Au delà du manque de véracité scientifique, les ressorts idéologiques de ce mouvement néo-Taino sont également inquiétants, car cette prétendue origine amérindienne justifie chez certains penseurs comme Forte à la fois une distanciation avec la réalité du génocide amérindien dans les Antilles et un rejet de la créolisation (processus de synthèse ethnique et culturelle entre différents peuples menant à une nouvelle identité), vue comme un danger (au même titre que la modernité et les avancées sociales, sensées être des complots pour démanteler les sociétés « Tainos »). Le fait que ce mouvement Néo-Taino ait ses racines dans la diaspora portoricaine aux états unis pourrait expliquer ces tendances réactionnaires. En effet, le nativisme (croyance dans l’appartenance à un groupe anciennement établi sur le territoire, par opposition à des groupes arrivés plus récemment) est particulièrement répandu chez les « WASP » (Blancs Anglo-Saxons Protestants), qui font remonter leur lignage à l’arrivée du bateau Mayflower en 1620. Ces nativistes s’opposent aussi à la reconnaissance du génocide amérindien et aux mélanges ethniques.

"Famille indienne caraïbe" par John Gabriel Stedman en 1796 ( libre de droit, source wikipédia https://commons.wikimedia.org/wiki/File:Carib_indian_family_by_John_Gabriel_Stedman.jpg )
Une continuité culturelle

Course de yoles à la Martinique en 2014, photographié par Larcher Félix ( source wikipédia, licence share attribution-share alike 4, https://commons.wikimedia.org/wiki/File:Course_de_yoles_%C3%A0_la_Martinique_01.jpg , https://creativecommons.org/licenses/by-sa/4.0/deed.en )

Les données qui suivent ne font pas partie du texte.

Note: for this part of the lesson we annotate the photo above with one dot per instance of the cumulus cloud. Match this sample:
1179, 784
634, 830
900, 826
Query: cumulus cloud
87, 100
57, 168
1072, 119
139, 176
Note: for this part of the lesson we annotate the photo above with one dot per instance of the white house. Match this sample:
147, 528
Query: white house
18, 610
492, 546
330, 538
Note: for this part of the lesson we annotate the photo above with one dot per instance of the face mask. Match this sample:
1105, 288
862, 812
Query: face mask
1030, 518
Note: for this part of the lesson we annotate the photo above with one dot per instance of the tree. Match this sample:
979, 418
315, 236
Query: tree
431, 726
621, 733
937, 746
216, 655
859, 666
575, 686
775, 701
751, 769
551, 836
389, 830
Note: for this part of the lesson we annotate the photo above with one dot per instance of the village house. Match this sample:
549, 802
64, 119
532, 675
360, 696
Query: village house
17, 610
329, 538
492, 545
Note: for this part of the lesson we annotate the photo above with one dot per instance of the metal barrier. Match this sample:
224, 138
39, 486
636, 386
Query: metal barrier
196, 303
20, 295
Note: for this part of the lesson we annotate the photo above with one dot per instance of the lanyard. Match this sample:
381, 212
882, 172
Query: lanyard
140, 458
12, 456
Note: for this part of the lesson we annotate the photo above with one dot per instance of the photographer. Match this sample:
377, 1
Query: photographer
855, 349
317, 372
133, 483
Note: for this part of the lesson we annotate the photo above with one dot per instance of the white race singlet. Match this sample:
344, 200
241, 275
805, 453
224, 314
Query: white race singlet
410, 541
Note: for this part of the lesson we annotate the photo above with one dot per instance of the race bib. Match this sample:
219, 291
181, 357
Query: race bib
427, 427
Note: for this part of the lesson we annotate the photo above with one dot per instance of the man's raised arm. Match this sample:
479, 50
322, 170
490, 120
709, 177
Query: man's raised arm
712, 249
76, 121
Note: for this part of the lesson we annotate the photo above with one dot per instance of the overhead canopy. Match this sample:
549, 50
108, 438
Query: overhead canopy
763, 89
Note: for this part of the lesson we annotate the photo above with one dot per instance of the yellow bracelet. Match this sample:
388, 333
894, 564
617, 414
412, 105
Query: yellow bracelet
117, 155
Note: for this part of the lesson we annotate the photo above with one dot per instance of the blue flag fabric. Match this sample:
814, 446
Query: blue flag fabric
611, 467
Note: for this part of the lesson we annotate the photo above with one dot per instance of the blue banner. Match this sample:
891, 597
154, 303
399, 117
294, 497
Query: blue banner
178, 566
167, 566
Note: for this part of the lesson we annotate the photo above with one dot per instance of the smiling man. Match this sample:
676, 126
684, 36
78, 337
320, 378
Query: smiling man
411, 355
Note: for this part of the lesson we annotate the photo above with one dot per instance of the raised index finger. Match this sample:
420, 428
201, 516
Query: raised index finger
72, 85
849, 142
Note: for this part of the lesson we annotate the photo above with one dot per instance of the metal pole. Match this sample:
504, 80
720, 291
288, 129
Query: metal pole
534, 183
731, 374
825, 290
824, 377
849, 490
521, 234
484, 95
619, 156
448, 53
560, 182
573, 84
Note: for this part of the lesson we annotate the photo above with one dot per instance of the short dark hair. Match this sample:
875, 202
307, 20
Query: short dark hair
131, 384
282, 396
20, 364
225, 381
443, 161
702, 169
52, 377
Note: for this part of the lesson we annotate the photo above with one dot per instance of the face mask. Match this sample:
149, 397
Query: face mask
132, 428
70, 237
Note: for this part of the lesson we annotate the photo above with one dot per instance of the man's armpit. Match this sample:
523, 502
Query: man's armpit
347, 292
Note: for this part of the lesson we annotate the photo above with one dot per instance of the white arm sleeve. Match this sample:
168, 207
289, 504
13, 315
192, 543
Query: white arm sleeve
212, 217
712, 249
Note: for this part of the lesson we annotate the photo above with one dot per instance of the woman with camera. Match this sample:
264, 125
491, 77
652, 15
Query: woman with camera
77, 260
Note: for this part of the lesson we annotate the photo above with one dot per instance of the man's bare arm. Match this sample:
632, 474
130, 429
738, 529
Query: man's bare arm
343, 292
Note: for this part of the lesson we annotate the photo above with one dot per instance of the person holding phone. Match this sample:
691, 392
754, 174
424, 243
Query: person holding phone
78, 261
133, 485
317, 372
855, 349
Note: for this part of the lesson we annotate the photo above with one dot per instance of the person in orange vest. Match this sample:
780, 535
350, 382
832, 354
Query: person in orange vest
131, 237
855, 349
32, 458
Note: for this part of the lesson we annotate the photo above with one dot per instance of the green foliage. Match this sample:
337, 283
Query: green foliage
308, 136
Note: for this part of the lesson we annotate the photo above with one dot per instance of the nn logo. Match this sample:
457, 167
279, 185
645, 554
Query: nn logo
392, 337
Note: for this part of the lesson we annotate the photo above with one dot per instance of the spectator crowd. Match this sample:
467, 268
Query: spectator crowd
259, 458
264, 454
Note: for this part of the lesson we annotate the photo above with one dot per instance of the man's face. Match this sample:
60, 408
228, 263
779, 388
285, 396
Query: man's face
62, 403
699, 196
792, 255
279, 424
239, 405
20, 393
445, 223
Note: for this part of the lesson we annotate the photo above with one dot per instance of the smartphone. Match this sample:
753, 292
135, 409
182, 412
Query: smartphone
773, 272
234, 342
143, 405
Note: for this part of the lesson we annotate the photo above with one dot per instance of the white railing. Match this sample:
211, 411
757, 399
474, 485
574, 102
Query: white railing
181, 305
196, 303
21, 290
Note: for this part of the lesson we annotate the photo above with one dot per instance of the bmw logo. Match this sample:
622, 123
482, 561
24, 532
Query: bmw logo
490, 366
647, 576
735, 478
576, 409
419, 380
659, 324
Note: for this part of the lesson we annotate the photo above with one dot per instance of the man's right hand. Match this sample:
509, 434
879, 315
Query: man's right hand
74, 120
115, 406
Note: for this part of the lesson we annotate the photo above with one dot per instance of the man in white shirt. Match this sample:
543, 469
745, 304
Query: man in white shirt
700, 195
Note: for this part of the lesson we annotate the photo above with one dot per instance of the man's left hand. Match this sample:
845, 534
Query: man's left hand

Une approche plus matérialiste serait d’après moi la revendication d’une continuité culturelle plutôt que génétique, basée sur les éléments les plus probants des cultures amérindienne, soit des éléments linguistiques et techniques. Ainsi certains théoriciens évoquent les origines amérindiennes du créole antillais, avec en appui le fait que le dialecte des hommes kalinago aux alentours de 1600 avait déjà intégré de nombreux mots européens, et qu’il servait de langue franche pour les échanges avec ces mêmes européens. Le jardin caraïbe est également devenu jardin créole, avec sensiblement les mêmes plantes (manioc, piment, giraumon…), qui ont notamment servi de moyen de subsistance aux esclaves africains sous alimentés par leurs maîtres. La fabrication de pirogues monoxyles faites d’un tronc de gommier a également perduré en Martinique jusqu’à la seconde guerre mondiale, jusqu’à l’interdiction de cette pratique par le vichyste Amiral Robert, car elle permettaient aux opposants du régime de s’enfuir de Martinique vers la Dominique anglaise (comme le fit Frantz Fanon pour rejoindre la France Libre).